Jesus was preparing His disciples for His departure as His crucifixion was only hours away. In that atmosphere, the Lord began to unfold what was then a whole new concept of worship built around the abiding presence of God. The disciples already knew what it meant to have the Holy Spirit with them. They had seen the results in peoples’ lives time-and-time-again during Jesus’ ministry. Now the Lord adds, the Holy Spirit “shall be in you” (John 14:17).

The little preposition “in” helps to communicate this worship paradigm.

Three passages from the Gospel of John will make the point. The preposition “in” is italicized for emphasis as this study goes forward.   

  1. John 14:10-12“Don’t you believe that I am in the Father, and that the Father is in me? …it is the Father, living in me, who is doing his work. Believe me when I say that I am in the Father and the Father is in me, or at least believe on the evidence of the miracles themselves.”  

Many might think it silly to talk about an “in me” or “in Christ” worship model. But not so. The first century Jewish religious system that was being replaced was built around sacrificing animals to atone for sin. Theirs was an 1800-year-old paradigm, going all the way back to Abraham. The Jewish people had no concept of Jehovah as being one God in a Trinity, with God having a Son who would be the redeemer for all mankind. Nor had the culture absorbed the Holy Spirit who would come to live in people as the Spirit of truth. In addition, the Jewish people believed God dwelt in the Most Holy Place of the temple, but not in themselves. There had been a few exceptions like Jesus’ mother Mary, and Zachariah, Elizabeth, and John the Baptist, who were filled with the Holy Spirit, and perhaps Simeon and Anna. Even the disciples struggled with the new order; it was a huge change.

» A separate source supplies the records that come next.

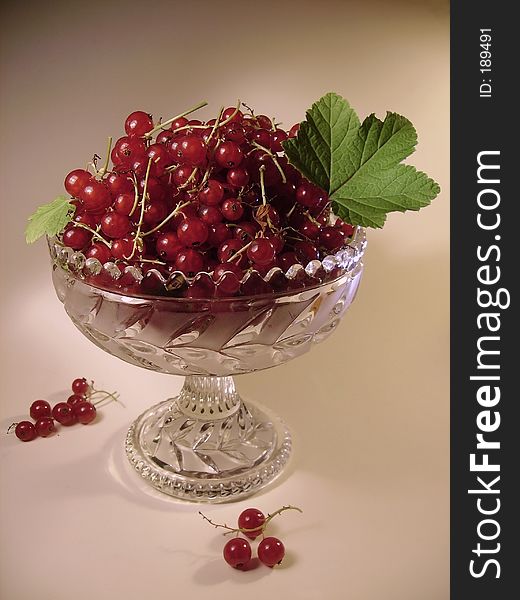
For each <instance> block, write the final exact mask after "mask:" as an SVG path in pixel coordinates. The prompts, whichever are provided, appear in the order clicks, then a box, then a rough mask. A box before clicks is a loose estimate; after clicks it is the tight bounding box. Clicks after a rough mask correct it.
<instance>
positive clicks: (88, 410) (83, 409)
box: [72, 400, 97, 425]
mask: <svg viewBox="0 0 520 600" xmlns="http://www.w3.org/2000/svg"><path fill="white" fill-rule="evenodd" d="M72 410H73V412H74V415H75V417H76V418H77V420H78V421H79V422H80V423H83V425H88V424H89V423H92V421H93V420H94V419H95V418H96V412H97V411H96V407H95V406H94V405H93V404H92V403H91V402H87V401H86V400H83V402H78V403H77V404H74V405H73V407H72Z"/></svg>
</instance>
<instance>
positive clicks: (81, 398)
mask: <svg viewBox="0 0 520 600" xmlns="http://www.w3.org/2000/svg"><path fill="white" fill-rule="evenodd" d="M84 401H85V396H82V395H80V394H72V395H71V396H69V397H68V398H67V404H70V405H71V406H74V405H75V404H78V403H79V402H84Z"/></svg>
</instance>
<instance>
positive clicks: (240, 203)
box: [220, 198, 244, 221]
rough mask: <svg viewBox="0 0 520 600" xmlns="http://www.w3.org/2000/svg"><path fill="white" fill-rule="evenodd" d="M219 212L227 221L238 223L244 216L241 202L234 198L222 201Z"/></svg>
mask: <svg viewBox="0 0 520 600" xmlns="http://www.w3.org/2000/svg"><path fill="white" fill-rule="evenodd" d="M220 210H221V212H222V214H223V215H224V217H225V218H226V219H227V220H228V221H240V219H241V218H242V216H243V214H244V207H243V206H242V202H240V200H237V199H236V198H227V199H226V200H224V202H222V206H221V207H220Z"/></svg>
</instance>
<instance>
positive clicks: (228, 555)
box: [223, 537, 251, 569]
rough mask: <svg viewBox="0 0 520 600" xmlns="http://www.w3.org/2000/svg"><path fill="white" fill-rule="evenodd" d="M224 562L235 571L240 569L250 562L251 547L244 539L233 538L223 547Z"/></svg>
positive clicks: (238, 537) (250, 556) (249, 544)
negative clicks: (233, 568) (229, 566)
mask: <svg viewBox="0 0 520 600" xmlns="http://www.w3.org/2000/svg"><path fill="white" fill-rule="evenodd" d="M223 555H224V560H225V561H226V562H227V564H228V565H231V566H232V567H234V568H235V569H242V568H243V567H245V565H246V564H247V563H248V562H249V561H250V560H251V545H250V544H249V542H248V541H247V540H245V539H244V538H240V537H237V538H233V539H232V540H229V541H228V542H227V543H226V545H225V546H224V550H223Z"/></svg>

  1. John 14:15-16 “If you love me, you will obey what I command. And I will ask the Father, and he will give you another Counselor to be with you forever— the Spirit of truth. The world cannot accept him, because it neither sees him nor knows him. But you know him, for he lives with you and will be in you. I will not leave you as orphans; I will come to you.”

 

To love Jesus is to obey Jesus, with the result the Holy Spirit will live with you and be in you forever as your Counselor. Jesus will never leave you nor forsake you; He has no orphan children (Hebrews 13:5; John 14:18). All His followers are adopted into God’s family as sons and daughters, heirs and co-heirs with Christ (Romans 8:17).  The Apostle Paul took this understanding to the point of saying our bodies are the temples of the Holy Spirit (1 Corinthians 6:19).

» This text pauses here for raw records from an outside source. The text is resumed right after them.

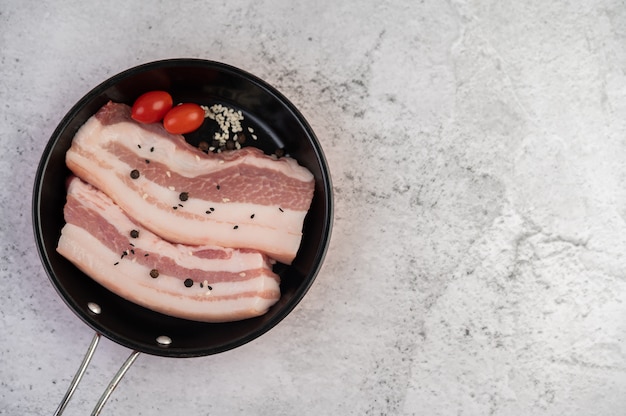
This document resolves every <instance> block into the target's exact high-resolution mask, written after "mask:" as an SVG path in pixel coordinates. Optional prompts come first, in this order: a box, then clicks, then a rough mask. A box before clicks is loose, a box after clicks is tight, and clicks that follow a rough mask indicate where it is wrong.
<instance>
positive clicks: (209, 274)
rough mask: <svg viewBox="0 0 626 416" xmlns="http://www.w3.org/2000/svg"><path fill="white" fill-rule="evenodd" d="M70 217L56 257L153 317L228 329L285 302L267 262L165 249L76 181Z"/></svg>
mask: <svg viewBox="0 0 626 416" xmlns="http://www.w3.org/2000/svg"><path fill="white" fill-rule="evenodd" d="M64 215H65V221H66V225H65V226H64V227H63V230H62V233H61V238H60V240H59V244H58V247H57V251H58V252H59V253H60V254H61V255H63V256H64V257H66V258H67V259H68V260H70V261H71V262H72V263H74V264H75V265H76V266H77V267H78V268H79V269H81V270H82V271H83V272H85V273H86V274H87V275H89V276H90V277H91V278H93V279H94V280H95V281H97V282H98V283H100V284H101V285H103V286H104V287H106V288H107V289H109V290H111V291H112V292H114V293H116V294H118V295H119V296H122V297H124V298H126V299H127V300H129V301H131V302H134V303H137V304H139V305H142V306H144V307H147V308H149V309H152V310H155V311H158V312H161V313H164V314H167V315H171V316H177V317H180V318H186V319H191V320H197V321H205V322H225V321H234V320H240V319H246V318H250V317H254V316H259V315H262V314H264V313H265V312H267V310H268V308H269V307H270V306H272V305H273V304H274V303H276V301H277V300H278V298H279V297H280V287H279V279H280V278H279V277H278V276H277V275H276V274H275V273H273V272H272V270H271V266H270V259H269V258H268V257H267V256H265V255H264V254H262V253H260V252H258V251H255V250H244V249H242V250H240V249H231V248H221V247H214V246H185V245H181V244H172V243H169V242H167V241H164V240H163V239H161V238H160V237H158V236H156V235H154V234H153V233H151V232H150V231H148V230H146V229H145V228H142V227H140V226H138V225H137V224H135V223H134V222H132V221H131V220H130V219H129V218H128V217H127V216H126V215H125V213H124V212H123V211H122V210H121V209H120V208H119V207H118V206H117V205H115V204H114V203H113V201H111V199H110V198H108V197H107V196H106V195H105V194H104V193H102V192H100V191H99V190H97V189H95V188H94V187H92V186H91V185H88V184H86V183H84V182H82V181H81V180H80V179H78V178H76V177H74V178H72V179H71V180H70V181H69V188H68V195H67V202H66V205H65V208H64Z"/></svg>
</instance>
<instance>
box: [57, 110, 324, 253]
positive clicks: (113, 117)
mask: <svg viewBox="0 0 626 416" xmlns="http://www.w3.org/2000/svg"><path fill="white" fill-rule="evenodd" d="M66 163H67V166H68V167H69V168H70V170H72V172H74V174H75V175H77V176H79V177H80V178H82V179H83V180H85V181H86V182H88V183H90V184H92V185H94V186H95V187H97V188H98V189H100V190H102V191H103V192H104V193H106V194H107V195H108V196H109V197H111V199H113V201H114V202H115V203H116V204H118V205H119V206H120V207H121V208H122V209H123V210H124V211H125V212H126V213H127V214H128V215H129V216H130V217H131V218H132V219H133V220H134V221H137V222H139V223H140V224H141V225H143V226H144V227H146V228H148V229H150V230H152V231H153V232H154V233H155V234H157V235H159V236H161V237H163V238H164V239H166V240H168V241H173V242H177V243H183V244H191V245H202V244H212V245H218V246H221V247H238V248H251V249H256V250H259V251H261V252H264V253H266V254H267V255H268V256H270V257H271V258H273V259H276V260H278V261H280V262H283V263H286V264H291V262H292V260H293V259H294V257H295V255H296V253H297V251H298V248H299V246H300V240H301V238H302V226H303V222H304V217H305V216H306V213H307V211H308V209H309V207H310V204H311V200H312V198H313V190H314V180H313V175H312V174H311V173H310V172H309V171H308V170H307V169H306V168H304V167H302V166H300V165H298V163H297V162H296V161H295V160H294V159H291V158H287V157H285V158H280V159H275V158H272V157H270V156H267V155H265V154H263V152H262V151H261V150H259V149H256V148H252V147H246V148H243V149H240V150H236V151H232V152H222V153H218V154H214V153H209V154H205V153H204V152H202V151H200V150H199V149H197V148H195V147H193V146H191V145H189V144H188V143H187V142H185V139H184V137H183V136H181V135H172V134H169V133H167V131H166V130H165V129H164V128H163V126H162V125H161V123H154V124H139V123H137V122H135V121H134V120H132V119H131V118H130V107H128V106H127V105H125V104H118V103H112V102H110V103H108V104H106V105H105V106H104V107H102V108H101V109H100V110H99V111H98V113H96V114H95V115H94V116H92V117H91V118H90V119H89V120H88V121H87V122H86V123H85V124H84V125H83V126H82V127H81V128H80V130H79V131H78V133H77V134H76V136H75V137H74V141H73V142H72V146H71V148H70V150H69V151H68V152H67V156H66Z"/></svg>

  1. John 14:19“Before long, the world will not see me anymore, but you will see me. Because I live, you also will live. On that day you will realize that I am in my Father, and you are in me, and I am in you.

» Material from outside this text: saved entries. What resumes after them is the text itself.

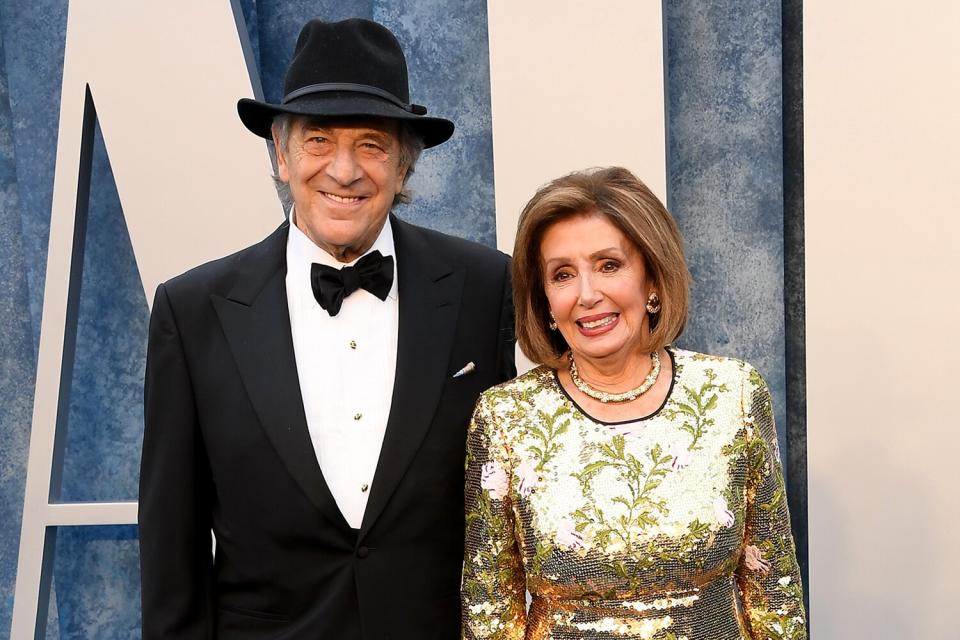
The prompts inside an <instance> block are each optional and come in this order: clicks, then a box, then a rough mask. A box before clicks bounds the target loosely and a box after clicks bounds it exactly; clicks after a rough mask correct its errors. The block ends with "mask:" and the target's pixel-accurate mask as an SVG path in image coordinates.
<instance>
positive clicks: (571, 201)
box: [513, 167, 690, 368]
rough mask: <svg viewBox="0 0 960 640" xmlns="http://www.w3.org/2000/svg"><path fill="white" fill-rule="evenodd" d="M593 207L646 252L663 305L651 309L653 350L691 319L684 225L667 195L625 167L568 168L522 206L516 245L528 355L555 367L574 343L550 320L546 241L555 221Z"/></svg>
mask: <svg viewBox="0 0 960 640" xmlns="http://www.w3.org/2000/svg"><path fill="white" fill-rule="evenodd" d="M589 214H600V215H603V216H605V217H606V218H607V219H608V220H609V221H610V222H611V223H612V224H614V225H615V226H616V227H617V228H618V229H620V231H621V232H622V233H623V234H624V235H625V236H626V237H627V238H629V239H630V241H631V242H632V243H633V244H634V246H635V247H636V248H637V250H638V251H639V252H640V255H642V256H643V259H644V264H645V266H646V269H647V273H648V274H649V277H650V278H651V280H652V282H653V285H654V287H655V291H656V292H657V293H658V295H659V296H660V305H661V306H660V312H659V313H657V314H655V315H651V316H650V327H651V331H650V336H649V340H648V342H647V344H645V345H644V349H645V350H648V351H653V350H655V349H660V348H661V347H663V346H665V345H667V344H670V343H671V342H673V341H674V340H676V338H677V337H678V336H679V335H680V334H681V333H682V332H683V328H684V326H685V325H686V322H687V306H688V304H689V288H690V272H689V271H688V270H687V262H686V260H685V259H684V257H683V238H682V237H681V235H680V230H679V229H678V228H677V224H676V222H675V221H674V219H673V216H671V215H670V212H669V211H667V209H666V207H664V206H663V203H662V202H660V200H659V199H658V198H657V197H656V196H655V195H654V194H653V192H652V191H650V189H648V188H647V185H645V184H644V183H643V182H641V181H640V179H638V178H637V177H636V176H634V175H633V174H632V173H630V172H629V171H627V170H626V169H624V168H623V167H607V168H598V169H587V170H584V171H577V172H575V173H571V174H569V175H565V176H563V177H561V178H557V179H556V180H554V181H553V182H550V183H549V184H547V185H545V186H543V187H541V188H540V190H539V191H537V193H536V194H535V195H534V196H533V198H531V199H530V202H528V203H527V206H525V207H524V208H523V213H521V214H520V223H519V228H518V229H517V239H516V243H515V244H514V249H513V301H514V305H515V306H516V313H517V341H518V342H519V343H520V348H521V349H522V350H523V352H524V353H525V354H526V355H527V357H528V358H530V359H531V360H533V361H534V362H537V363H541V364H546V365H548V366H551V367H554V368H559V367H560V366H562V362H561V360H562V356H563V354H564V353H565V352H566V351H567V350H568V349H569V347H568V345H567V342H566V340H564V339H563V336H562V335H560V332H559V331H550V329H549V326H548V325H549V321H550V320H549V308H548V305H547V297H546V294H545V293H544V290H543V260H542V258H541V255H540V243H541V242H542V240H543V236H544V233H546V231H547V229H548V228H550V227H551V226H552V225H554V224H556V223H557V222H560V221H561V220H564V219H566V218H570V217H572V216H576V215H589ZM637 295H639V292H637Z"/></svg>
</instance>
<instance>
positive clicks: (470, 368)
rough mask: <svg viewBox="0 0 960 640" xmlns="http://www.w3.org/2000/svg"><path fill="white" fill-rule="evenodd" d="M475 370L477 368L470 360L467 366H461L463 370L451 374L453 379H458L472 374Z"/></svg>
mask: <svg viewBox="0 0 960 640" xmlns="http://www.w3.org/2000/svg"><path fill="white" fill-rule="evenodd" d="M476 368H477V365H475V364H473V360H471V361H470V362H468V363H467V364H465V365H463V368H462V369H460V371H457V372H456V373H455V374H453V377H454V378H459V377H461V376H465V375H467V374H470V373H473V372H474V370H475V369H476Z"/></svg>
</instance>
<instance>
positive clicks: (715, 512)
mask: <svg viewBox="0 0 960 640" xmlns="http://www.w3.org/2000/svg"><path fill="white" fill-rule="evenodd" d="M713 514H714V515H715V516H716V517H717V522H719V523H720V526H722V527H726V528H728V529H729V528H730V527H732V526H733V523H734V522H736V521H737V519H736V518H735V517H734V515H733V511H730V507H728V506H727V499H726V498H723V497H721V498H716V499H714V501H713Z"/></svg>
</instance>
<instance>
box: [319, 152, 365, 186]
mask: <svg viewBox="0 0 960 640" xmlns="http://www.w3.org/2000/svg"><path fill="white" fill-rule="evenodd" d="M327 175H329V176H330V177H331V178H333V179H334V180H336V181H337V183H338V184H342V185H344V186H346V185H350V184H353V183H354V182H355V181H356V180H357V179H358V178H359V177H360V165H359V164H358V163H357V159H356V157H354V153H353V149H352V148H349V147H345V146H341V147H338V148H337V150H336V152H335V153H334V154H333V157H332V158H331V159H330V163H329V164H328V165H327Z"/></svg>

This use of “In” begs for an illustration

“I am the true vine,” is the seventh of the seven “I AM” statements made by Jesus Christ and recorded by John the apostle.

The word picture, “I am the true vine” is so very powerful as an illustration because it describes with excellence what Jesus is to His Father and to the Holy Spirit in the Godhead, and to His followers in the church. Many illustrations make a good point, some make an excellent point, and a few make an almost perfect point. No illustration perfectly describes the Trinity, but “I am the true vine” is as faultless as can be found. With this declaration, Jesus announced He is the spiritual lifeblood of every believer in the church He leads. In making this statement, Jesus recognized there are many other vines, or man-made, self-righteous systems of thought. But only Jesus is “the true vine.”

Our generation in the 21st century abounds with self-righteous religion that denies Jesus is the true vine. The Bible, however, solemnly maintains one path alone places us in the vine: the way of the cross leads home.

The illustration of the vine and the branches, therefore, opens up the lesson of “in” from Jesus’ teaching. This lesson is highly important for understanding the interrelationships of the Trinity, and how believers are brought into relationship with God as the Holy Spirit’s dwelling place.

Israel was a land of grape vines; anyone could easily get the picture. Jesus is the vine, His Father is the husbandman, and believers who are in Jesus are the branches that bear the fruit of this vine.

Jesus is in the Father and Jesus is in the Holy Spirit.

The Father is in Jesus, and the Father is in the Holy Spirit.

The Holy Spirit is in the Father and the Holy Spirit is in Jesus.

When this understanding of the vine and the branches is applied to believers, the worship paradigm of the New Covenant comes into focus. Jesus is in every born-again child of God, and every born-again child of God is in Jesus.  This affirmation is truthful because Jesus is the Vine, and the branches (believers) are in the Vine and the Vine is in the branches.

 

Fruit bearing is the direct result of abiding in Jesus, who is the Vine. Many people think they are saved by grace through faith but kept in relationship with Jesus by their diligence and good works. Not so at all. We are saved by grace through faith because the righteousness of Jesus is credited to our accounts (Galatians 3:6,11, 26-29). And we are kept by grace through faith as we walk in the Spirit, full of gratitude for this kind of grace. Oh! What grace!

The key to producing grapes is for the branch to stay in the vine. If a believer is in the vine, in a relationship of mutual abiding where the life of Jesus is flowing into him, fruit bearing will come naturally (see Matthew 25:24-28; 41-46).

No amount of a husbandman’s efforts can make a branch produce grapes if the branch is not in the vine. In fact, a branch cannot “bear fruit by itself; it must remain in the vine” to produce even one grape.

It is a masterful word picture. This explains Jesus as being in the Father and the Father in Jesus, and Jesus in us and us in Jesus.

A splintered branch might produce a few grapes, but it will be largely unproductive. In due time the husbandman will prune it from the vine. Doublemindedness never produces much kingdom fruit either, if indeed it yields any at all. The gospel calls for believers to 100% in the Vine.

This understanding of the vine and the branches leads directly to our grasping the meaning of the indwelling of the Holy Spirit, with our bodies as the temples of the Spirit. The Holy Spirit dwells in us and we dwell in the Holy Spirit.

This is what walking in the Spirit is all about.

The worship model of the Vine and the branches has lasted for two thousand years and remains to this day as the foundation of our adoration of the Lord Jesus Christ.

Oh! to be totally, and not partially in the Vine.